From State Information Service (Link to article)
5,000 year old cemetery has been unearthed in Sohag governorate, Upper Egypt, officials said on Saturday 5/7/2008.
The cemetery is believed to be of senior royal staffers or persons who participated in the establishment of the royal tombs. It contains 13 tombs.
The cemetery was discovered by a mission of the Supreme Council of Antiquities in Umm el-Ga’ab area, south of Sohag’s Abydos archaeological city.
The mission also found a group of wooden caskets, containing embalmed remains, as well as a “Senet” game which resembles chess.
This is the second time an ancient Egyptian Senet game is discovered. The first was found in King Tutankhamen’s tomb.

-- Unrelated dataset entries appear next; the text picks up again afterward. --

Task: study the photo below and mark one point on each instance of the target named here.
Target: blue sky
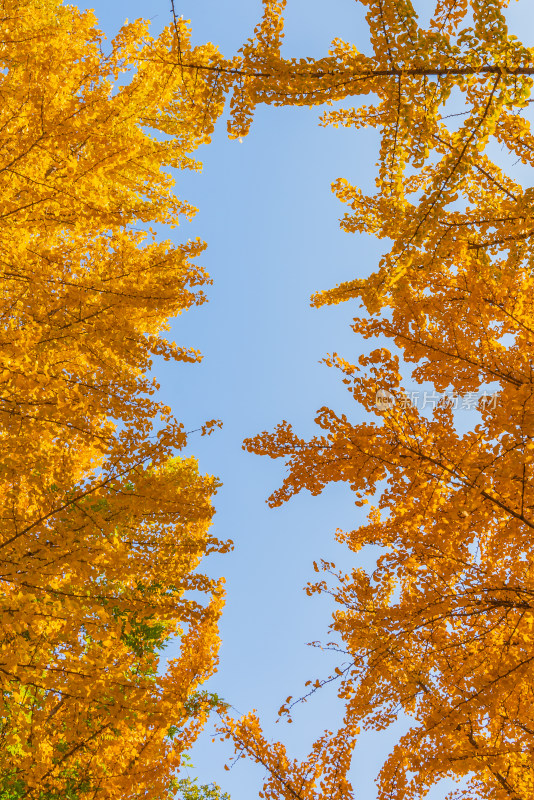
(270, 221)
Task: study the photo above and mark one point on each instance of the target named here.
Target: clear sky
(270, 221)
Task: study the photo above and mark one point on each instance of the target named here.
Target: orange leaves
(103, 527)
(442, 628)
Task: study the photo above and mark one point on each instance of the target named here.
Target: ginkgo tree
(441, 630)
(103, 527)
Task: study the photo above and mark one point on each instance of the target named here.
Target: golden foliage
(102, 529)
(442, 629)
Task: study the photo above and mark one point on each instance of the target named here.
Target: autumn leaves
(104, 527)
(440, 631)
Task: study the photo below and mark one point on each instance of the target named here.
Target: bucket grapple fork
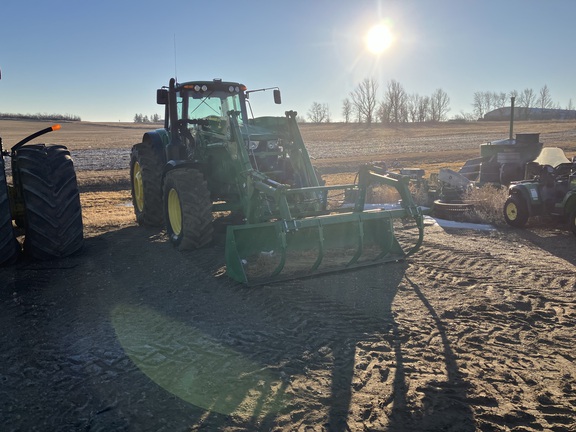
(295, 247)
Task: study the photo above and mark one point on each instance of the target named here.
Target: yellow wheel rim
(511, 211)
(138, 186)
(174, 212)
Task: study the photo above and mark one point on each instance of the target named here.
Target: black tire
(572, 221)
(9, 246)
(146, 164)
(187, 209)
(52, 211)
(516, 211)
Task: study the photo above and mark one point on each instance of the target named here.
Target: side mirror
(162, 97)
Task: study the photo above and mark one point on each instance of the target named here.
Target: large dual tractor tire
(516, 211)
(146, 165)
(9, 246)
(52, 211)
(187, 209)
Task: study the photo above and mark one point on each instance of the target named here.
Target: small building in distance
(521, 113)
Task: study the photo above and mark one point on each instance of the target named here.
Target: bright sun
(378, 39)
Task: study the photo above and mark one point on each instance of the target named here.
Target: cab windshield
(213, 106)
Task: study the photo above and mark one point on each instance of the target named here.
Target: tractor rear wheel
(146, 178)
(187, 209)
(52, 211)
(9, 246)
(515, 211)
(572, 220)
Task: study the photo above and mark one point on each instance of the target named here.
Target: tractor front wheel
(146, 179)
(53, 215)
(187, 209)
(515, 211)
(9, 246)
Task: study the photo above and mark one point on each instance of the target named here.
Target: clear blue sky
(103, 60)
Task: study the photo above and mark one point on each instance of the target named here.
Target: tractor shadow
(556, 241)
(217, 354)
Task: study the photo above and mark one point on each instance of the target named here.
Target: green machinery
(550, 192)
(43, 199)
(212, 158)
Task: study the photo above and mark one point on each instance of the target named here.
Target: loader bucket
(281, 250)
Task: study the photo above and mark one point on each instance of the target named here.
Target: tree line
(396, 105)
(40, 117)
(154, 118)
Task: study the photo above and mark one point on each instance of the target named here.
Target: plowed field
(473, 333)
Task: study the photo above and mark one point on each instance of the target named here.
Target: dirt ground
(473, 333)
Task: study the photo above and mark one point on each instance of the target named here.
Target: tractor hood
(552, 156)
(257, 133)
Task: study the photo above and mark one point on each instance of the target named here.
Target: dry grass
(488, 204)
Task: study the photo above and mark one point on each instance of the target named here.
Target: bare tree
(423, 108)
(526, 100)
(347, 110)
(439, 105)
(479, 105)
(413, 102)
(319, 113)
(383, 112)
(395, 98)
(364, 99)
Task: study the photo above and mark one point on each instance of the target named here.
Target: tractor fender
(529, 193)
(158, 140)
(182, 163)
(569, 202)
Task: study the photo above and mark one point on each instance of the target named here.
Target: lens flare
(379, 38)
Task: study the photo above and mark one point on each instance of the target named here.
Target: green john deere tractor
(551, 191)
(211, 156)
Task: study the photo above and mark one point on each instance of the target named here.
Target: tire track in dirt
(511, 324)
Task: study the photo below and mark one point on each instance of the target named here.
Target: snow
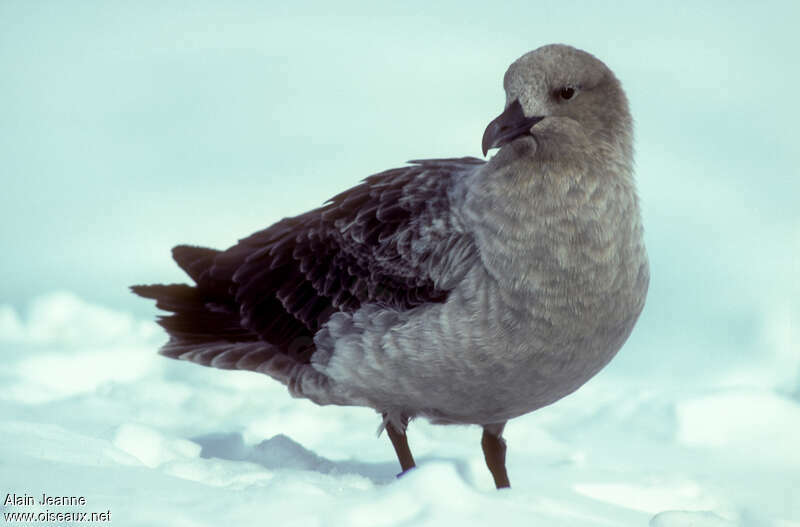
(89, 409)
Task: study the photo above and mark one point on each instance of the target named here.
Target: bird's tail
(201, 314)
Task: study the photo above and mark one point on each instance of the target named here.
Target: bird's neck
(545, 227)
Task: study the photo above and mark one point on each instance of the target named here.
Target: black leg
(400, 444)
(494, 450)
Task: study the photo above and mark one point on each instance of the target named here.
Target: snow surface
(88, 408)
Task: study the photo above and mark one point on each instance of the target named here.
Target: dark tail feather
(196, 261)
(202, 313)
(194, 318)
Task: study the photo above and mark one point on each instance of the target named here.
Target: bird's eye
(566, 93)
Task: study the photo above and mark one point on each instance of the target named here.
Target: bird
(459, 290)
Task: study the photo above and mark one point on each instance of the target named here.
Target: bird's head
(561, 103)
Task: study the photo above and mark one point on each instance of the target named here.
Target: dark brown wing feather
(380, 241)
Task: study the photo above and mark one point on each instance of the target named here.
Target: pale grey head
(562, 104)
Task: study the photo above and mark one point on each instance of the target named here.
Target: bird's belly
(481, 357)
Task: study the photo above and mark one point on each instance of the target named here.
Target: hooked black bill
(509, 125)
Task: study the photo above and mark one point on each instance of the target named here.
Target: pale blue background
(126, 128)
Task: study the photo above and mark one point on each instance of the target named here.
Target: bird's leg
(494, 450)
(400, 444)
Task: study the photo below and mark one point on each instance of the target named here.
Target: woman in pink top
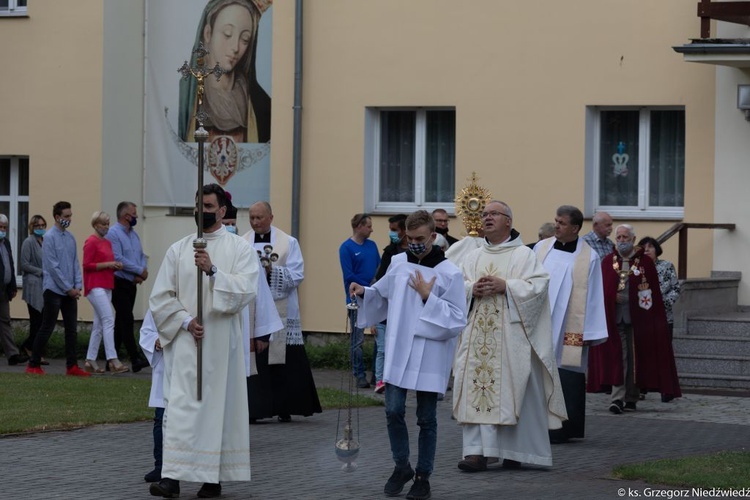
(99, 267)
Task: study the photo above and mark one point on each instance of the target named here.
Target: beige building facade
(535, 98)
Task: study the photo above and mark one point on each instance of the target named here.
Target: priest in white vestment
(205, 441)
(421, 296)
(576, 299)
(507, 391)
(283, 384)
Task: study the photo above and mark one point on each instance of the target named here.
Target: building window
(12, 7)
(635, 162)
(14, 200)
(410, 159)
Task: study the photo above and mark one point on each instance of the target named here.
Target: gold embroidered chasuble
(505, 334)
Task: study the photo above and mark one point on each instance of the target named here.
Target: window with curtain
(637, 165)
(14, 201)
(411, 164)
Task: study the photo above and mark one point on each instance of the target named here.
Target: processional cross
(200, 72)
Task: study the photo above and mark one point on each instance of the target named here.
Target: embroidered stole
(572, 352)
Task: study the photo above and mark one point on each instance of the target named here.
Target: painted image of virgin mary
(237, 106)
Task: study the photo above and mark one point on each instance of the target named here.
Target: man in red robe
(639, 353)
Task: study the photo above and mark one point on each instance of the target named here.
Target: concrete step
(702, 380)
(735, 324)
(718, 365)
(711, 345)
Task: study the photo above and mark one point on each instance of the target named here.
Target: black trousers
(123, 300)
(55, 304)
(35, 322)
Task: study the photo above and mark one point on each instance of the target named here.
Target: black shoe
(17, 359)
(138, 365)
(166, 488)
(210, 490)
(511, 464)
(362, 383)
(420, 490)
(153, 476)
(398, 479)
(616, 407)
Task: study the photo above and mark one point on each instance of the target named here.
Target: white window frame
(372, 161)
(593, 170)
(13, 199)
(14, 9)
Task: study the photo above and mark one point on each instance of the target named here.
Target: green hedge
(335, 355)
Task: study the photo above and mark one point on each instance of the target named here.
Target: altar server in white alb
(259, 319)
(576, 299)
(422, 297)
(205, 441)
(506, 390)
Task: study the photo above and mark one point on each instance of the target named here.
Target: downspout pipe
(297, 132)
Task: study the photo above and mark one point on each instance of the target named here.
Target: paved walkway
(297, 460)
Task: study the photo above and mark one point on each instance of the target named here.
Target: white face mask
(625, 247)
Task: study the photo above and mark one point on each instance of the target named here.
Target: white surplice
(259, 319)
(560, 266)
(287, 274)
(421, 337)
(207, 440)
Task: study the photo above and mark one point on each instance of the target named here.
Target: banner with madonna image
(237, 35)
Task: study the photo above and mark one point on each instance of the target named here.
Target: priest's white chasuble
(506, 337)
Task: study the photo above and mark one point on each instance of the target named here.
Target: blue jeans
(395, 410)
(158, 438)
(358, 338)
(380, 352)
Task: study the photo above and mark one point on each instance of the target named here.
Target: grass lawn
(31, 403)
(725, 470)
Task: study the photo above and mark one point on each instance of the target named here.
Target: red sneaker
(34, 370)
(74, 371)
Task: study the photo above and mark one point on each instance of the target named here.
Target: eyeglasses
(493, 214)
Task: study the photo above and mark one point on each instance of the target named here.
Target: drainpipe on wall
(297, 132)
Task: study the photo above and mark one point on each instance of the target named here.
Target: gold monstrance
(200, 72)
(469, 205)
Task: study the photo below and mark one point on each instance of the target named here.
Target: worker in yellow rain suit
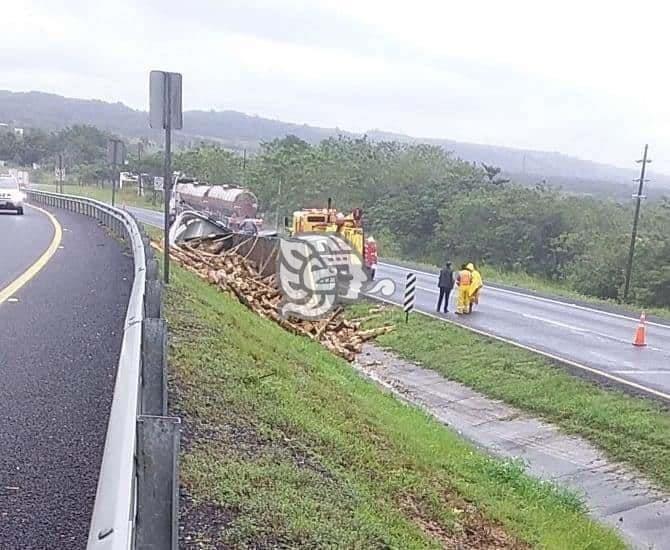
(475, 286)
(464, 278)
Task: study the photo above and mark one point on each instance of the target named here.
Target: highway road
(64, 289)
(585, 337)
(594, 341)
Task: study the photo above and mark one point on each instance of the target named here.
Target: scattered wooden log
(234, 273)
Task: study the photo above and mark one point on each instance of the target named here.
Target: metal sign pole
(165, 111)
(114, 153)
(167, 180)
(60, 171)
(410, 292)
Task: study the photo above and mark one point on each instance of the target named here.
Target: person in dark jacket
(445, 284)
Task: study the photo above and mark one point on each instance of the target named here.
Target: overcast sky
(586, 78)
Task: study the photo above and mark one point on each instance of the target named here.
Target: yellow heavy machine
(330, 220)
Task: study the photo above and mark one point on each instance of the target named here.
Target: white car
(11, 196)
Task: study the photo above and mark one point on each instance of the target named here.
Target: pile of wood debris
(233, 272)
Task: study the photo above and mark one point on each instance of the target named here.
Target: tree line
(424, 204)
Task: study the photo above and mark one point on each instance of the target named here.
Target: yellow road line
(34, 269)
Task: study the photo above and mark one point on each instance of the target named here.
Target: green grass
(629, 429)
(286, 445)
(123, 196)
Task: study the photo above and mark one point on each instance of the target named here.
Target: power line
(636, 218)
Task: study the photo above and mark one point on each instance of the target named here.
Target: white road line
(632, 371)
(556, 323)
(538, 298)
(597, 372)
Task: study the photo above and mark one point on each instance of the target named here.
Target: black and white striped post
(410, 291)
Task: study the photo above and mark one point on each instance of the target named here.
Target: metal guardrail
(136, 503)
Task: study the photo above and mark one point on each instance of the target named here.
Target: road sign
(165, 100)
(410, 292)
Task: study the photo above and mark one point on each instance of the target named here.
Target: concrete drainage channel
(137, 500)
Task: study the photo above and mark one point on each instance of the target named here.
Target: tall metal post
(140, 189)
(60, 171)
(636, 218)
(114, 153)
(281, 177)
(167, 181)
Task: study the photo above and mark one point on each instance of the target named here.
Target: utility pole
(140, 190)
(278, 202)
(636, 218)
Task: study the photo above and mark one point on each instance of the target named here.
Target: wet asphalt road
(59, 346)
(23, 239)
(588, 336)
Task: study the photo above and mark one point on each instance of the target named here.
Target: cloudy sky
(587, 78)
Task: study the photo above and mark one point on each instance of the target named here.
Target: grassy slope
(629, 429)
(124, 196)
(288, 445)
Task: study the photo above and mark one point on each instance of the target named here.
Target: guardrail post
(154, 362)
(153, 293)
(152, 269)
(157, 483)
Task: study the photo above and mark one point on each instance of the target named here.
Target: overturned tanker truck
(212, 211)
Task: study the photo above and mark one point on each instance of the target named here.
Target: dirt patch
(471, 529)
(201, 524)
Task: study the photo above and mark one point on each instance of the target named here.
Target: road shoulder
(615, 494)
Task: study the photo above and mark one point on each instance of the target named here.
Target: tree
(492, 174)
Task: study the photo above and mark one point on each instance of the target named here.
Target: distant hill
(237, 131)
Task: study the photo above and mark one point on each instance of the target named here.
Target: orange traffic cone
(641, 332)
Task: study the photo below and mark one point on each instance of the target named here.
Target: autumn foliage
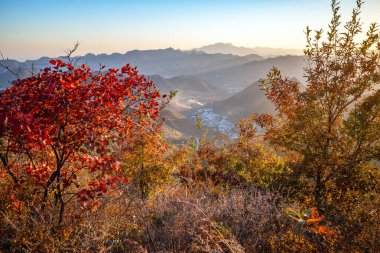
(84, 166)
(64, 121)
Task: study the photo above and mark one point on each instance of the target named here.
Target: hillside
(237, 78)
(228, 48)
(250, 100)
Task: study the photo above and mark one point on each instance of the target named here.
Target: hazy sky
(30, 29)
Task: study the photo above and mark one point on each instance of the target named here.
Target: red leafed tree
(62, 124)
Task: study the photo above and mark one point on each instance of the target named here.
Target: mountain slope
(237, 78)
(166, 62)
(228, 48)
(241, 105)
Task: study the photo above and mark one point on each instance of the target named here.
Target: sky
(30, 29)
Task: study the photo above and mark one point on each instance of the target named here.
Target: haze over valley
(218, 83)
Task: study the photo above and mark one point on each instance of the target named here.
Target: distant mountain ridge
(236, 78)
(228, 48)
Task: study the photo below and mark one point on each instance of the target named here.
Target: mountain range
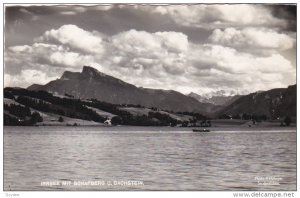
(92, 84)
(274, 103)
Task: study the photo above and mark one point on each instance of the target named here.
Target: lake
(149, 158)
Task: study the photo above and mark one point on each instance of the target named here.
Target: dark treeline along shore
(56, 103)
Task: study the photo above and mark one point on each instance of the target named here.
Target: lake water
(155, 158)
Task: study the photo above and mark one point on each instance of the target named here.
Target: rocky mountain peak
(92, 72)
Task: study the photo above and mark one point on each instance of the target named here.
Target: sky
(200, 48)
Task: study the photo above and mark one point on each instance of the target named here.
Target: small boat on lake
(201, 130)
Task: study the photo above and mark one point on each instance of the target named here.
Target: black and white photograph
(150, 97)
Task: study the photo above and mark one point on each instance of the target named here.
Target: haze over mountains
(90, 83)
(219, 98)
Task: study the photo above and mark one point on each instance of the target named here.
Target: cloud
(219, 15)
(74, 37)
(44, 57)
(253, 38)
(163, 60)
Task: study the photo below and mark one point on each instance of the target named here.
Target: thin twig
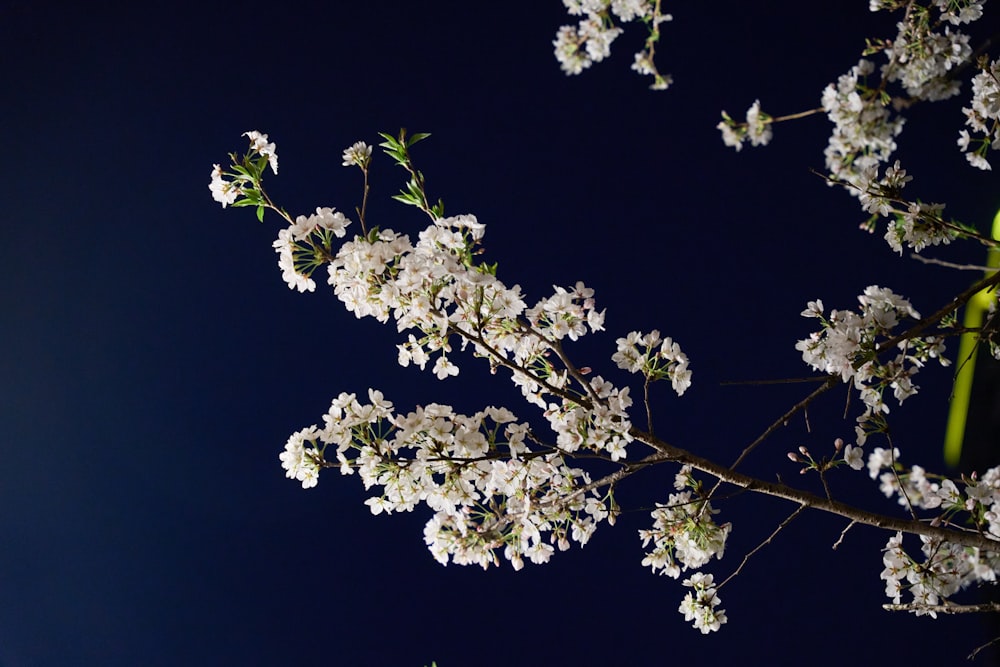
(972, 656)
(951, 265)
(842, 533)
(985, 607)
(760, 546)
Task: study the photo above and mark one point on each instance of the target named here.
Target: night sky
(154, 362)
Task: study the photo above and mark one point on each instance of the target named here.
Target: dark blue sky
(154, 362)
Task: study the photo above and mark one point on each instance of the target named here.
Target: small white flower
(359, 154)
(854, 457)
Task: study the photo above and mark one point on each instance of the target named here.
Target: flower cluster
(983, 117)
(916, 226)
(684, 534)
(922, 58)
(578, 47)
(946, 568)
(304, 246)
(756, 129)
(849, 344)
(658, 359)
(700, 605)
(490, 492)
(864, 130)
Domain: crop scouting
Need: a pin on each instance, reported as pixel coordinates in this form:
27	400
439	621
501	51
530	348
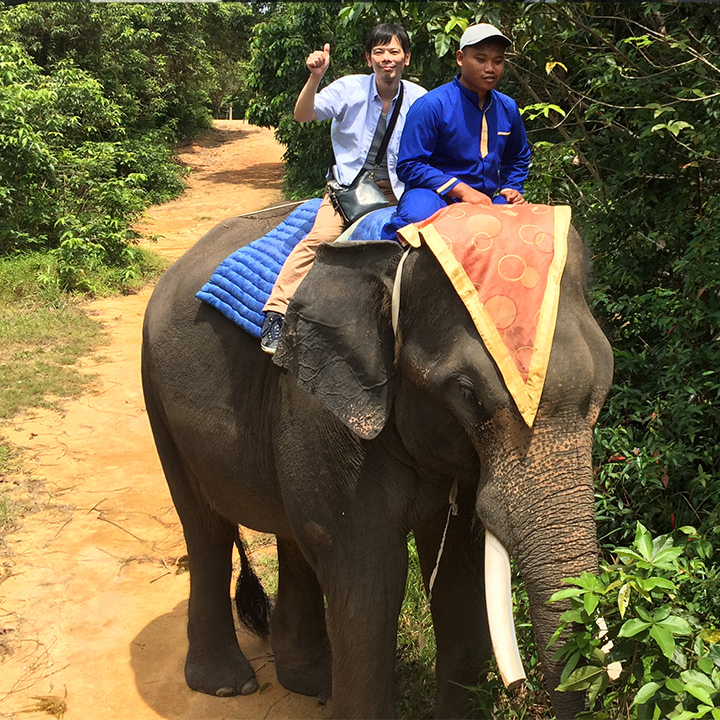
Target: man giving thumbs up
360	106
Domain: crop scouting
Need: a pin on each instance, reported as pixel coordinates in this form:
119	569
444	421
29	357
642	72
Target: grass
43	332
415	659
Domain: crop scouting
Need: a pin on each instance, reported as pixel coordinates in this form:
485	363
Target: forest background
622	106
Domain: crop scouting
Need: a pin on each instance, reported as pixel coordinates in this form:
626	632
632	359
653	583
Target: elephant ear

The 5,000 year age given for these discoveries would put them in the Early Dynastic time frame (Dyn. 1 to 3). The Sohag name here applies to the province. The actual discoveries took place in Abydos.
Note that the statement that this is only the second time a senet board has been discovered, is, to the best of my knowledge, incorrect. Other boards have been found, including one belonging to Amunhotep III (Brooklyn Museum), as well as a more modest version from the New Kingdom in the British Museum, and another at the Rosicrucian Egyptian Museum in San Jose in the United States, to name a few. None of these were found in the tomb of Tutankhamun, as far as I am aware.